No voo, náuseas, pesar de afastar-se tanto de casa. Depois, já chegando, viu a aeronave fazendo uma curva extensa sobre um mar avermelhado, acobreado. Era o Mar Vermelho? Não, aquilo era um rio largo, o Rio do Prata. Rio, daquela largura? Estranhou, mas não alimentou conversa, porque o sujeito, com jeito de professor, na poltrona do lado, parecia divertir-se com sua ignorância.

Na imigração, nova fila. Era autoridade. Não podia mostrar sua carteira? Era vereador! Autoridade pegando uma fila daquelas. Mas foi orientado por um branquelo – enérgico e educado – que deveria aguardar sua vez. E lá fora? Disseram que haveria gente esperando, gente que falava português, não aquela língua esquisita.

Lá fora tomou o rumo errado e vagou durante muito tempo. Longos espaços, gente circulando, sossegada, à vontade. Ofereciam táxis, moeda local, roteiros turísticos. Nada do diabo da pessoa que o esperava!
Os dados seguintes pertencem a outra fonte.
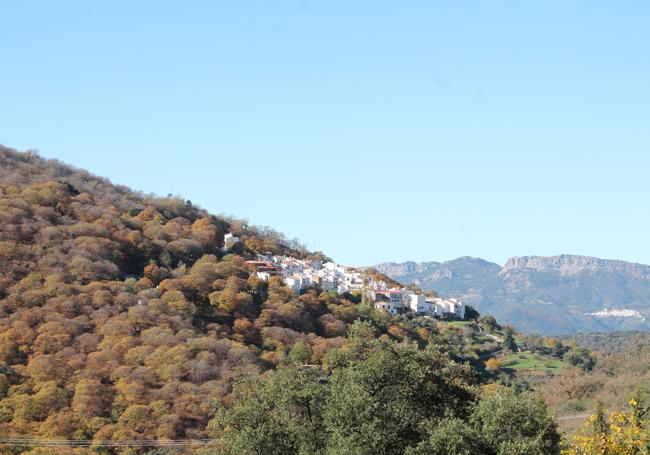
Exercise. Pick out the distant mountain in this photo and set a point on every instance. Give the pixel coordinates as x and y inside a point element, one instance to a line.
<point>556,295</point>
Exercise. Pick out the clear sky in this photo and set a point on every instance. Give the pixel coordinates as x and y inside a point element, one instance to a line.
<point>371,130</point>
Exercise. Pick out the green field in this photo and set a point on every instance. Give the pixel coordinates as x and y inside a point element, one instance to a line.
<point>528,361</point>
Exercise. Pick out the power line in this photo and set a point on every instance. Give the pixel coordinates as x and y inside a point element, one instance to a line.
<point>105,443</point>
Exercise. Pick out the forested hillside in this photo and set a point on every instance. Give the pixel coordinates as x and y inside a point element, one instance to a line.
<point>123,318</point>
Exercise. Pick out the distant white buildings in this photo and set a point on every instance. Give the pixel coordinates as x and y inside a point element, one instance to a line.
<point>299,274</point>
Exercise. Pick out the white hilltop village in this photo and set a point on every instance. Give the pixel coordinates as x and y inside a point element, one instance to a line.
<point>299,275</point>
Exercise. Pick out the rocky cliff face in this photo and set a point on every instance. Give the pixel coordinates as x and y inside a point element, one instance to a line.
<point>557,294</point>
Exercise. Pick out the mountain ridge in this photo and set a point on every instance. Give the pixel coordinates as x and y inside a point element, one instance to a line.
<point>547,294</point>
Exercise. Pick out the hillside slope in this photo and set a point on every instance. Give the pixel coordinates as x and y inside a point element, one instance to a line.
<point>558,295</point>
<point>121,315</point>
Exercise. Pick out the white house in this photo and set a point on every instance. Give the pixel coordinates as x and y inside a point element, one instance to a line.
<point>387,306</point>
<point>230,240</point>
<point>418,303</point>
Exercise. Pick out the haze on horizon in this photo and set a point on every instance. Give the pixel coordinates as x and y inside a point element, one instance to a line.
<point>373,132</point>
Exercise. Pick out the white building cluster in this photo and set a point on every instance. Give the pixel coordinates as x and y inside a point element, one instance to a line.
<point>301,274</point>
<point>396,301</point>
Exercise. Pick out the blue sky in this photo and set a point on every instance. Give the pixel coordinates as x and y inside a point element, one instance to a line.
<point>371,130</point>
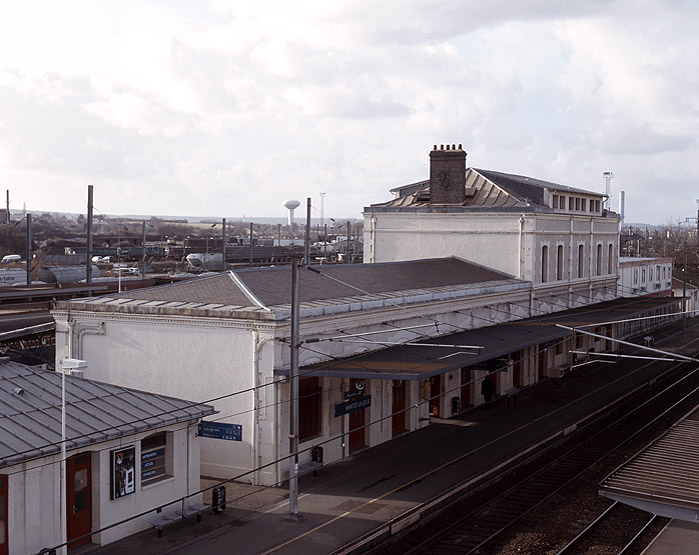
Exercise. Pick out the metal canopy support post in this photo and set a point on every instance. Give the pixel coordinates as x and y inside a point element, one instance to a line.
<point>250,243</point>
<point>29,249</point>
<point>294,515</point>
<point>223,243</point>
<point>684,295</point>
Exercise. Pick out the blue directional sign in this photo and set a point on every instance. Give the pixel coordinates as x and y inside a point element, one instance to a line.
<point>220,430</point>
<point>357,403</point>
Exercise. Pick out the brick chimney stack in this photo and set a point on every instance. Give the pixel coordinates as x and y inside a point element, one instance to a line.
<point>447,175</point>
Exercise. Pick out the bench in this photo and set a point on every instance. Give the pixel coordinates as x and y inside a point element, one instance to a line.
<point>165,519</point>
<point>314,464</point>
<point>511,394</point>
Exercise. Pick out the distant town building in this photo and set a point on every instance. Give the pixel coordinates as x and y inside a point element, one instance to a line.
<point>644,276</point>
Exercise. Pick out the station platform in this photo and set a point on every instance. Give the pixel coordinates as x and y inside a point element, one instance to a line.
<point>350,498</point>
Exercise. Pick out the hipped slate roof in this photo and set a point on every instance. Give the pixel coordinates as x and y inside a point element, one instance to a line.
<point>485,189</point>
<point>30,412</point>
<point>263,292</point>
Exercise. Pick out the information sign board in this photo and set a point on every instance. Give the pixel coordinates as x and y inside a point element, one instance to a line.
<point>221,430</point>
<point>358,403</point>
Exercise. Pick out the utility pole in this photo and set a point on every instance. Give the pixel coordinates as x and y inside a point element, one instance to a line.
<point>294,515</point>
<point>223,244</point>
<point>684,294</point>
<point>88,277</point>
<point>325,242</point>
<point>307,242</point>
<point>29,249</point>
<point>250,243</point>
<point>143,265</point>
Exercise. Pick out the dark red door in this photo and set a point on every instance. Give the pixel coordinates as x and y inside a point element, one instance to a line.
<point>542,362</point>
<point>357,430</point>
<point>518,381</point>
<point>356,418</point>
<point>79,513</point>
<point>4,549</point>
<point>465,386</point>
<point>435,390</point>
<point>398,407</point>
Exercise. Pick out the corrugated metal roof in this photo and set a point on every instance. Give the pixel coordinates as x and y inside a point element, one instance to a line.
<point>220,294</point>
<point>663,478</point>
<point>30,412</point>
<point>487,189</point>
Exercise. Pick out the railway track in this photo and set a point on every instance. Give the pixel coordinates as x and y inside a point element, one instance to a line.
<point>619,524</point>
<point>483,521</point>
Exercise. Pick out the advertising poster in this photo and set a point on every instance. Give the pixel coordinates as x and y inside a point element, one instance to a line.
<point>123,463</point>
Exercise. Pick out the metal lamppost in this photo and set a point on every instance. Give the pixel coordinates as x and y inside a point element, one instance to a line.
<point>294,515</point>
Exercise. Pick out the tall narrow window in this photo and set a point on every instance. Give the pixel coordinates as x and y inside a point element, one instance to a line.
<point>559,263</point>
<point>154,458</point>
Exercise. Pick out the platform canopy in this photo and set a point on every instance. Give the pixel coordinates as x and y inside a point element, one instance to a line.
<point>420,361</point>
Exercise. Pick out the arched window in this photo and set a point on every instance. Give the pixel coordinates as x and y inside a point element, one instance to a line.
<point>559,262</point>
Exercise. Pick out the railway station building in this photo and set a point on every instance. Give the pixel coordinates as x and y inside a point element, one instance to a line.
<point>385,348</point>
<point>559,238</point>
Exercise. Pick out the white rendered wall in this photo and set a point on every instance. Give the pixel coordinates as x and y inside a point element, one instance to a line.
<point>190,358</point>
<point>34,493</point>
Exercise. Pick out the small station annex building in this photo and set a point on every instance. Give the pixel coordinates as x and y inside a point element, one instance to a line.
<point>128,452</point>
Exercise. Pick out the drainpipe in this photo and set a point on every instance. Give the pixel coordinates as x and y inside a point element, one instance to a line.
<point>521,245</point>
<point>255,449</point>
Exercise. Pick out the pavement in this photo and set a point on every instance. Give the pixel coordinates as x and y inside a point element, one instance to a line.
<point>376,487</point>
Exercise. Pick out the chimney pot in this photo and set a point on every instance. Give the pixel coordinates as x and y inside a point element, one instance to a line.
<point>448,176</point>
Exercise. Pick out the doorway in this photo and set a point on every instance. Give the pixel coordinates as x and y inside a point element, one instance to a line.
<point>435,391</point>
<point>398,408</point>
<point>78,494</point>
<point>357,431</point>
<point>465,387</point>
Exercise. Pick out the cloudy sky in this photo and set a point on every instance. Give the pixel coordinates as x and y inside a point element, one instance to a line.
<point>227,108</point>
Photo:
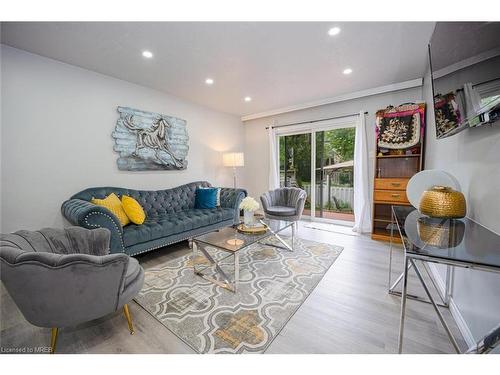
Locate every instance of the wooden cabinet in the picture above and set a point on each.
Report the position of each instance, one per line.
(392, 173)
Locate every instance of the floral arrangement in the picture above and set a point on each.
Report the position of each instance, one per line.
(249, 204)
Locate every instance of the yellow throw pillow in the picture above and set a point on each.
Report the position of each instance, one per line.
(133, 210)
(113, 203)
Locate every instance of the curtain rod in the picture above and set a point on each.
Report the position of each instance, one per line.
(312, 121)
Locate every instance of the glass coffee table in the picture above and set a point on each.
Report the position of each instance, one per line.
(230, 242)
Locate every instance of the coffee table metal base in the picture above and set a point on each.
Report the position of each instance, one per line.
(226, 282)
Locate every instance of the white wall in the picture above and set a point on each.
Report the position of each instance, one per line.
(256, 142)
(473, 157)
(56, 139)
Começou a imaginar que aquilo era galhofa, desanimou pensando nos milhares de quilômetros que o separavam de casa. Que desgraça! Para completar, intuiu o frio lá fora, mesmo sendo novembro.

– Aguardei o senhor do desembarque com um cartaz com seu nome!

Era uma mulher de novo. E ele lá sabia que aquilo era assim? Achou que tinha gente para informar, talvez fosse reconhecido. Mas não disse nada. Queria era descansar, chegar no hotel. Então seguiu a moça, espantando-se com o vento gelado que fustigava seu agasalho fino.